- Born: Kenya

Academic background
- Alma mater: McGill University

Academic work
- Discipline: Islam, environment, and gender
- Institutions: Pomona College; Institute of Ismaili Studies;

= Zayn Kassam =

American religious studies scholar

Zayn R. Kassam is an American religious studies scholar known for her work on gender roles in Islam and Indian philosophy with 29 publications of her work as of July 2022. She was the chair of the religious studies department at Pomona College, and in January 2023, she began her term as director of the Institute of Ismaili Studies.
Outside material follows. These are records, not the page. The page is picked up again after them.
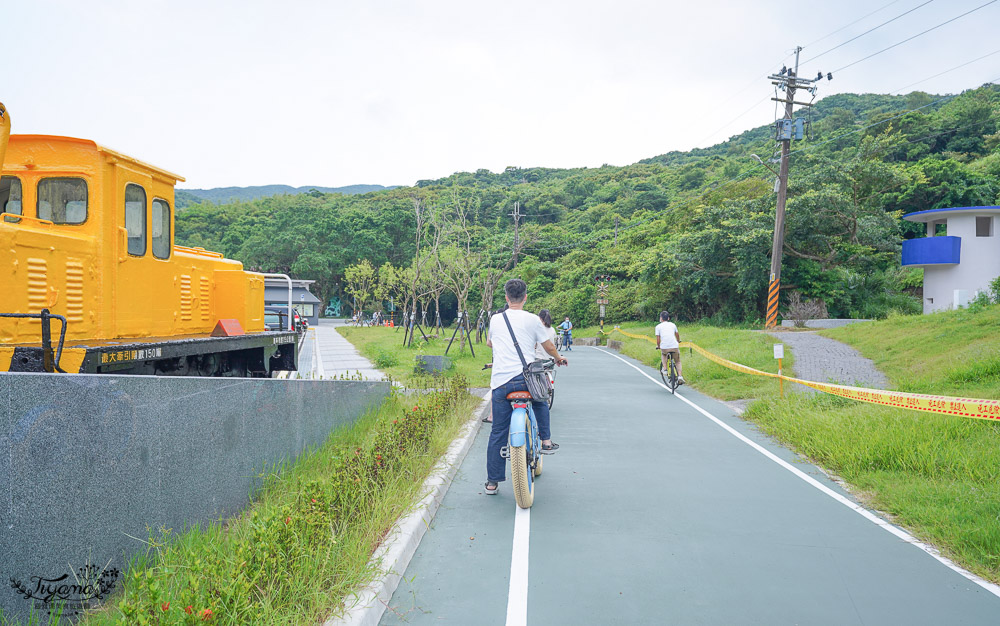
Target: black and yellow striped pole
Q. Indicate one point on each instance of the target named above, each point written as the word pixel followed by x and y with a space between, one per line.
pixel 773 287
pixel 789 82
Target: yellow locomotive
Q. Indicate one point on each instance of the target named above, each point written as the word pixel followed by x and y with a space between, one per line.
pixel 87 239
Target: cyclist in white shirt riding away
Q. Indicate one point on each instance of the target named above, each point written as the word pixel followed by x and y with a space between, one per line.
pixel 668 341
pixel 508 376
pixel 567 330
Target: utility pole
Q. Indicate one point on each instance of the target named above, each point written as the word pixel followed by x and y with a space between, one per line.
pixel 517 222
pixel 788 81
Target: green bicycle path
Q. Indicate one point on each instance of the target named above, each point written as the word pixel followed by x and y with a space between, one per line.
pixel 651 513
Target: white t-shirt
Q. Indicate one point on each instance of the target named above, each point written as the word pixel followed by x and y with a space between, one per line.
pixel 540 352
pixel 665 331
pixel 529 331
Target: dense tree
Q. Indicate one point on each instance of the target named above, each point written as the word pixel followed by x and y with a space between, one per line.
pixel 688 231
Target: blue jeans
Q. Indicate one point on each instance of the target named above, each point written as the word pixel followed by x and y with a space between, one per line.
pixel 496 465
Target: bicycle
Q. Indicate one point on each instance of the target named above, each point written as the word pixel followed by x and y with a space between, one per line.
pixel 524 447
pixel 669 375
pixel 565 340
pixel 552 387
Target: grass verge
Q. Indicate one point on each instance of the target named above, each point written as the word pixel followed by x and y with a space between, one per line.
pixel 937 475
pixel 304 544
pixel 384 348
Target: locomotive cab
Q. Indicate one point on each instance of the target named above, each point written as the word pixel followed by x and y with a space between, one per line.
pixel 90 237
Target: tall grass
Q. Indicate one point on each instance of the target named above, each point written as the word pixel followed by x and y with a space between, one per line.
pixel 383 346
pixel 297 553
pixel 938 475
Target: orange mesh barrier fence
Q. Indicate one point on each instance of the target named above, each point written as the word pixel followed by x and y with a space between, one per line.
pixel 948 405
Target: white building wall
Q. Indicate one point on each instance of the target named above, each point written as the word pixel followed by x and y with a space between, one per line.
pixel 980 264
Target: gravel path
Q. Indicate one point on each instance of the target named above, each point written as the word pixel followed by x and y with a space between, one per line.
pixel 822 359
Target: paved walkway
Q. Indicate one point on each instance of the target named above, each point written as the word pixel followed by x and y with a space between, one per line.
pixel 823 360
pixel 325 353
pixel 655 511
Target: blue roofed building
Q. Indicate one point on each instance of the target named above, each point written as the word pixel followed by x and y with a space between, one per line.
pixel 960 254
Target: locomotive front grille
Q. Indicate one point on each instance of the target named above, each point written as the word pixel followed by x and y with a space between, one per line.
pixel 74 291
pixel 186 299
pixel 205 291
pixel 38 286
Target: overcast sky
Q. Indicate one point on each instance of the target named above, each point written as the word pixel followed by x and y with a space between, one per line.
pixel 337 93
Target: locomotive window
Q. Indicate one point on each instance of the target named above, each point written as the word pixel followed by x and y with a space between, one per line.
pixel 161 229
pixel 62 200
pixel 10 195
pixel 135 219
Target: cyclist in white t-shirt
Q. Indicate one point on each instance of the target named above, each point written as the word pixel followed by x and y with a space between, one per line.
pixel 546 318
pixel 508 376
pixel 668 341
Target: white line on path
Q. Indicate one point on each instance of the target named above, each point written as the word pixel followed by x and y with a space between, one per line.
pixel 318 370
pixel 517 595
pixel 860 510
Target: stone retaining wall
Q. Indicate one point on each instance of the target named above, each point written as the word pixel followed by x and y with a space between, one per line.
pixel 88 462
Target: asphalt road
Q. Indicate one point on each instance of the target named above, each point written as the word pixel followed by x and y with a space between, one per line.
pixel 653 512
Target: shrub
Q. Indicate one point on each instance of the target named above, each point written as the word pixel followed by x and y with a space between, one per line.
pixel 799 312
pixel 383 358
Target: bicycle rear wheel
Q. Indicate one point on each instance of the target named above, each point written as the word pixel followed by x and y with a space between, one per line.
pixel 521 472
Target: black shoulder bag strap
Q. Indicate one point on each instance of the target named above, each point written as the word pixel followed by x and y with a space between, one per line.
pixel 517 347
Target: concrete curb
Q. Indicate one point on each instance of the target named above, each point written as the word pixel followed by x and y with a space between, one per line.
pixel 392 557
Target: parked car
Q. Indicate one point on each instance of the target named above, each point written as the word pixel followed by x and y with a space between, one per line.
pixel 277 316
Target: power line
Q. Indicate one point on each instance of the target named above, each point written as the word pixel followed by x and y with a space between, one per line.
pixel 596 236
pixel 889 119
pixel 946 71
pixel 913 37
pixel 828 35
pixel 867 31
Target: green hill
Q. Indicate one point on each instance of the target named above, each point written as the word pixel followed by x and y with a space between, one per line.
pixel 222 195
pixel 689 231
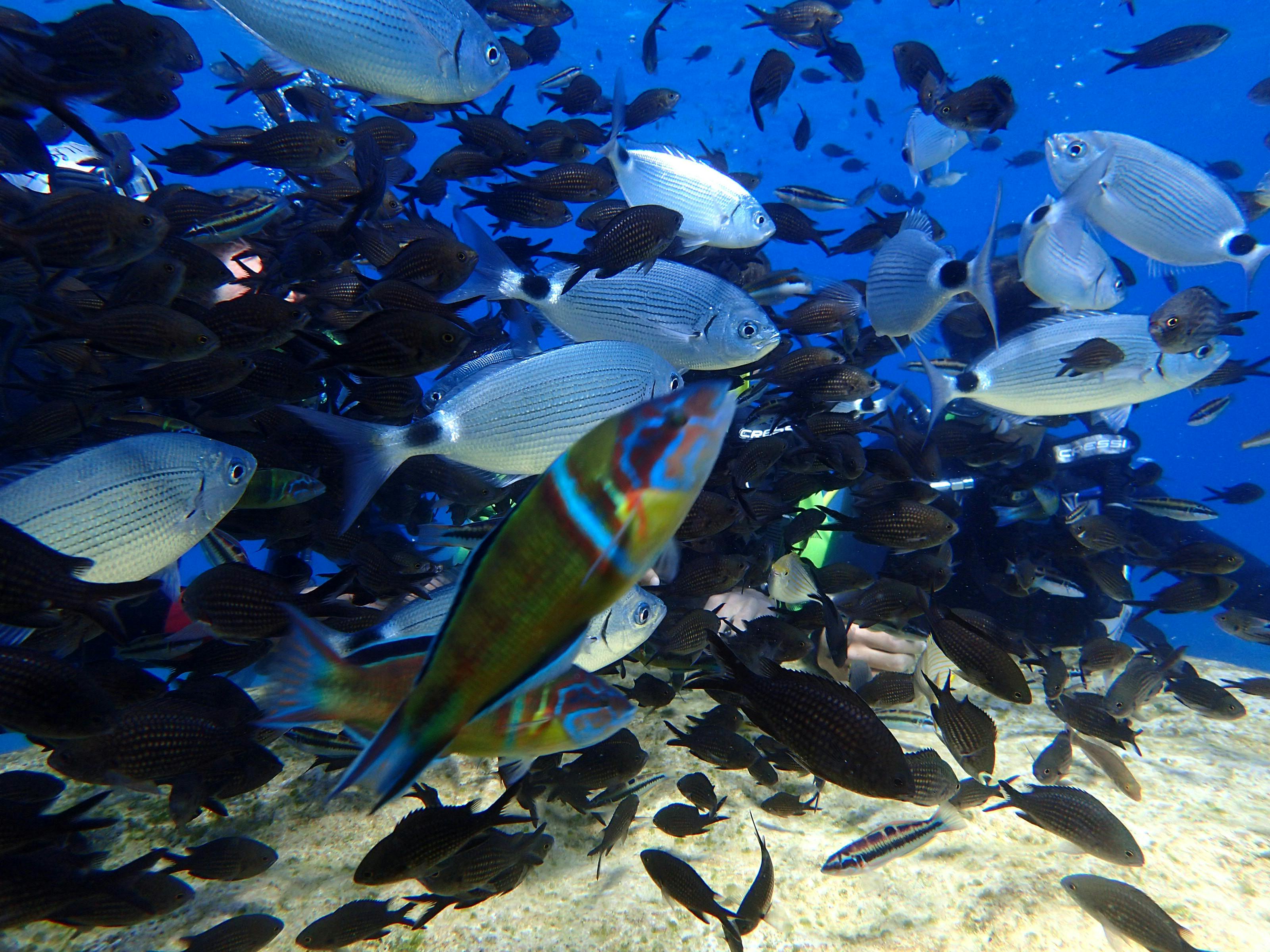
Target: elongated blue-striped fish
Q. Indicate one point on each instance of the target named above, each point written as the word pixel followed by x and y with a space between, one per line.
pixel 895 839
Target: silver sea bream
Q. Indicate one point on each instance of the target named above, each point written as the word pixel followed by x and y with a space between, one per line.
pixel 514 417
pixel 1157 202
pixel 134 506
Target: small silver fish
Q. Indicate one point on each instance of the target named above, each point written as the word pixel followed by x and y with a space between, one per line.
pixel 1210 412
pixel 1060 261
pixel 693 319
pixel 421 51
pixel 717 210
pixel 911 277
pixel 892 841
pixel 562 79
pixel 515 417
pixel 1019 378
pixel 927 143
pixel 1179 509
pixel 811 198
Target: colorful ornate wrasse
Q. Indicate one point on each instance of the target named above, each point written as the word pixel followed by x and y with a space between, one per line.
pixel 895 839
pixel 312 682
pixel 273 489
pixel 589 530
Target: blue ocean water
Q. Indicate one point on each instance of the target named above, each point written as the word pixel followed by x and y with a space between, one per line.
pixel 1051 54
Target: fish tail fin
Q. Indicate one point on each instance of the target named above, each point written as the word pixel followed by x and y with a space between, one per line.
pixel 101 607
pixel 949 818
pixel 1253 261
pixel 981 271
pixel 397 756
pixel 1006 516
pixel 619 109
pixel 299 668
pixel 371 451
pixel 1123 60
pixel 496 274
pixel 941 389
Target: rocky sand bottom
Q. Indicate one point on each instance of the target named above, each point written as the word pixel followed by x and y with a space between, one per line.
pixel 1203 824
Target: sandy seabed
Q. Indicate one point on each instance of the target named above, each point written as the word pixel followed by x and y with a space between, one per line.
pixel 1203 823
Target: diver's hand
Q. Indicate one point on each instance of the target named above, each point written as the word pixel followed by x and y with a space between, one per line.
pixel 879 649
pixel 740 607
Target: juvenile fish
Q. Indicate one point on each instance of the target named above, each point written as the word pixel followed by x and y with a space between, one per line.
pixel 1127 913
pixel 911 277
pixel 681 884
pixel 1157 202
pixel 616 829
pixel 1079 818
pixel 1054 762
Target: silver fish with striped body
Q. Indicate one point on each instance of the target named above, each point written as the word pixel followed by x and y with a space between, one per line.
pixel 1060 261
pixel 421 51
pixel 134 506
pixel 691 318
pixel 927 143
pixel 911 277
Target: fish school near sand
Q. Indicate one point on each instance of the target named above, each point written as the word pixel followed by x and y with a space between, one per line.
pixel 804 459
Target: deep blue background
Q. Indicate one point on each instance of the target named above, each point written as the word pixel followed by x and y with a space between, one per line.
pixel 1051 51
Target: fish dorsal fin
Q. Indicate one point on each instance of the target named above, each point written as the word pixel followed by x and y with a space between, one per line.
pixel 918 219
pixel 1062 318
pixel 19 471
pixel 666 149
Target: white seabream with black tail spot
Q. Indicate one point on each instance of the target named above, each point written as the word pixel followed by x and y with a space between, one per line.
pixel 1157 202
pixel 911 277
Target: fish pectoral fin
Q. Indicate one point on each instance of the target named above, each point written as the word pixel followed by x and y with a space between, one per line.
pixel 1117 939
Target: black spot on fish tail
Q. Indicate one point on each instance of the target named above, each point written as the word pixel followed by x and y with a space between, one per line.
pixel 537 286
pixel 1241 246
pixel 954 274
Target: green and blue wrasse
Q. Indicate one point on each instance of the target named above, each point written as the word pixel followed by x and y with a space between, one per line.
pixel 589 530
pixel 314 683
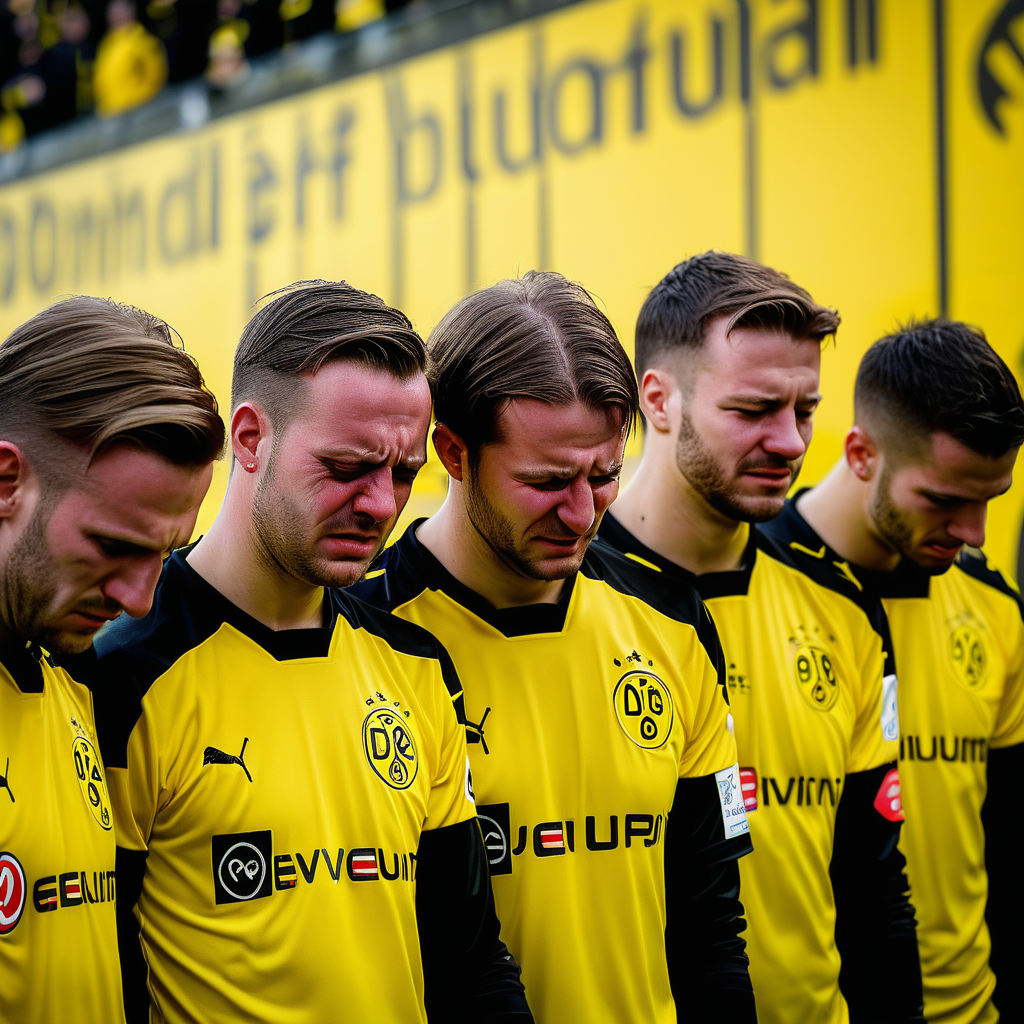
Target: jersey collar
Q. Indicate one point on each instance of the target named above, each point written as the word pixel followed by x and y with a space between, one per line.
pixel 521 621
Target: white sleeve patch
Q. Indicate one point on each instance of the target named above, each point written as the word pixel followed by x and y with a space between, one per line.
pixel 890 709
pixel 733 812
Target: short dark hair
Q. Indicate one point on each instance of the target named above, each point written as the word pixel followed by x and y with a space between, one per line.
pixel 308 324
pixel 714 284
pixel 939 376
pixel 93 373
pixel 540 337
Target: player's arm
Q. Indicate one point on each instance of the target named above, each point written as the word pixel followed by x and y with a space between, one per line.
pixel 876 931
pixel 1006 892
pixel 469 975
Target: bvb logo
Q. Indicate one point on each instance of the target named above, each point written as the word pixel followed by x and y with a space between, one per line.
pixel 390 748
pixel 90 778
pixel 967 649
pixel 816 676
pixel 644 709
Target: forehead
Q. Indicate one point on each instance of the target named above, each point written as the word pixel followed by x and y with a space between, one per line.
pixel 950 467
pixel 348 403
pixel 750 357
pixel 560 434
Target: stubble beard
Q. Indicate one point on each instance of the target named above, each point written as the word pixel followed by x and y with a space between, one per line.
pixel 697 464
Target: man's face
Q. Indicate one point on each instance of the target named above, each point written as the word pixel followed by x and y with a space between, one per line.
pixel 537 495
pixel 73 564
pixel 927 509
pixel 745 419
pixel 340 473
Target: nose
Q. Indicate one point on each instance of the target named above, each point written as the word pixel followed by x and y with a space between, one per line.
pixel 577 508
pixel 376 496
pixel 783 437
pixel 132 585
pixel 968 524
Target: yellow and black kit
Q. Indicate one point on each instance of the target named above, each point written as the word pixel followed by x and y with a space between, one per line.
pixel 589 722
pixel 813 697
pixel 58 951
pixel 960 640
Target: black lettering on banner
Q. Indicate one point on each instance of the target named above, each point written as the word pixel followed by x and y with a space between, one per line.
pixel 637 825
pixel 593 843
pixel 284 871
pixel 44 894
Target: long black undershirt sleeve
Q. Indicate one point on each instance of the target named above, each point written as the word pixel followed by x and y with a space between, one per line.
pixel 129 868
pixel 876 930
pixel 468 973
pixel 708 965
pixel 1006 893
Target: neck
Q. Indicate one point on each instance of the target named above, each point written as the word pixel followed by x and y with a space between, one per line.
pixel 660 509
pixel 231 560
pixel 457 544
pixel 838 511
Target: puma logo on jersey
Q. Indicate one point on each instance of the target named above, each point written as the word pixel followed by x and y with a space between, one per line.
pixel 4 784
pixel 212 756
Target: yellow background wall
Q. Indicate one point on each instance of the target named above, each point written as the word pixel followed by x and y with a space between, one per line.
pixel 873 150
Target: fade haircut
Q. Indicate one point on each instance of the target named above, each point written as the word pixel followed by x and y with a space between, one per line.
pixel 677 312
pixel 938 376
pixel 538 337
pixel 93 373
pixel 311 323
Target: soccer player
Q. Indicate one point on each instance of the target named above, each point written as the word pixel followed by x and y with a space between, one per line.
pixel 939 419
pixel 594 700
pixel 107 439
pixel 727 356
pixel 289 773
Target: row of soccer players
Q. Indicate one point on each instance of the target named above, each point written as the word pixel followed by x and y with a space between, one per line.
pixel 280 757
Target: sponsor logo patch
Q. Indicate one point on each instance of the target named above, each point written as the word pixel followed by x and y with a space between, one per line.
pixel 12 892
pixel 890 708
pixel 241 866
pixel 90 778
pixel 496 826
pixel 730 796
pixel 888 801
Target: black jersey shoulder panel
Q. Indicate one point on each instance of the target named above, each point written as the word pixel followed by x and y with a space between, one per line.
pixel 975 564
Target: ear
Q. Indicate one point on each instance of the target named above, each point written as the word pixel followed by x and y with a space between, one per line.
pixel 13 476
pixel 452 450
pixel 249 428
pixel 861 453
pixel 656 387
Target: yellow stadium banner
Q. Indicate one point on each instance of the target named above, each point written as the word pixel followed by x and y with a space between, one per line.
pixel 873 150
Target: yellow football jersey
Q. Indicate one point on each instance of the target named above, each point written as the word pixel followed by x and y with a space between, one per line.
pixel 280 782
pixel 58 948
pixel 960 642
pixel 805 669
pixel 582 717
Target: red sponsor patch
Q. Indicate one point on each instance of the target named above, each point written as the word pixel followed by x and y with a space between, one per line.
pixel 888 801
pixel 11 892
pixel 749 787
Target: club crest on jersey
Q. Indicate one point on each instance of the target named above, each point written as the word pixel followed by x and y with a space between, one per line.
pixel 12 891
pixel 813 668
pixel 389 743
pixel 968 651
pixel 643 705
pixel 90 778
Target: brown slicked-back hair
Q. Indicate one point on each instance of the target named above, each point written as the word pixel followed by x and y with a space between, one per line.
pixel 539 337
pixel 715 284
pixel 93 373
pixel 311 323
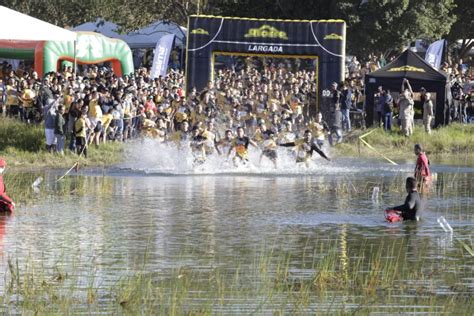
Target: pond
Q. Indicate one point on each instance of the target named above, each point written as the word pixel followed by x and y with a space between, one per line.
pixel 132 238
== Early life and education ==
Kassam was born and raised in Kenya. She attended the Aga Khan Primary Schools in Kisumu, Mombasa, and Nairobi. Kassam went on to receive her high school diploma from Aga Khan High School in Nairobi. It was here where she was first introduced to the subjects of racial and religious diversity. Upon her move to Canada, Kassam began to study literature at McGill University. After learning about the Bible and other religious texts, Kassam decided to switch her major to religious studies. She completed her undergraduate, graduate, and doctoral degrees at McGill University. Kassam received a B.A. in Religious Studies in 1977, a M.A. in Islamic Studies in 1985, and a Ph.D. in History of Religions in 1995, with a focus on Indian and Islamic philosophy.

== Career ==
Kassam spent one year at The Institute of Ismaili Studies in 1998 as a research fellow where she taught a course on gender. She began working at Pomona College in Claremont, California in 1995, where she served as the chair of the religious studies department twice, co-chair of the Climate Study Group, co-ordinator for Gender and Women’s Studies, and co-ordinator for Middle Eastern studies. Kassam was later appointed to Associate Dean for DEI and the John Knox McLean Professor of Religious Studies. During her career at Pomona College, she was awarded three Wig Awards for Distinguished Teaching, as well as an American Academy of Religion Excellence in Teaching Award. She also served as director of the Pacific Basin Institute. Kassam is currently serving on the national boards of the Journal of Feminist Studies In Religion and the Journal of the American Academy of Religion. She continues to teach various courses in the subjects of mysticism, gender, literature, ethics, and environmentalism.

== Academic awards ==

| Award | Institution | Year |
|---|---|---|
| National Teacher of the Year Award | American Academy of Religion | 2005 |
| Wig Distinguished Professorship Award for Excellence in Teaching | Pomona College | 1998, 2005, 2015 |
| Kathleen Connolly-Weinart Leader of the Year Award | Theta Alpha Kappa | 2015 |

== Publications ==
Following the 9/11 attacks, Kassam began educating people about Islam and politics in the middle east. She is the author of Introduction to the World's Major Religion's: Islam (2006), editor of Women and Islam (2010) and Women in Asian Religions (2018). She is a section editor for Islam in the volume on Islam, Judaism and Zoroastrianism in the Encyclopedia for Indian Religions (2018).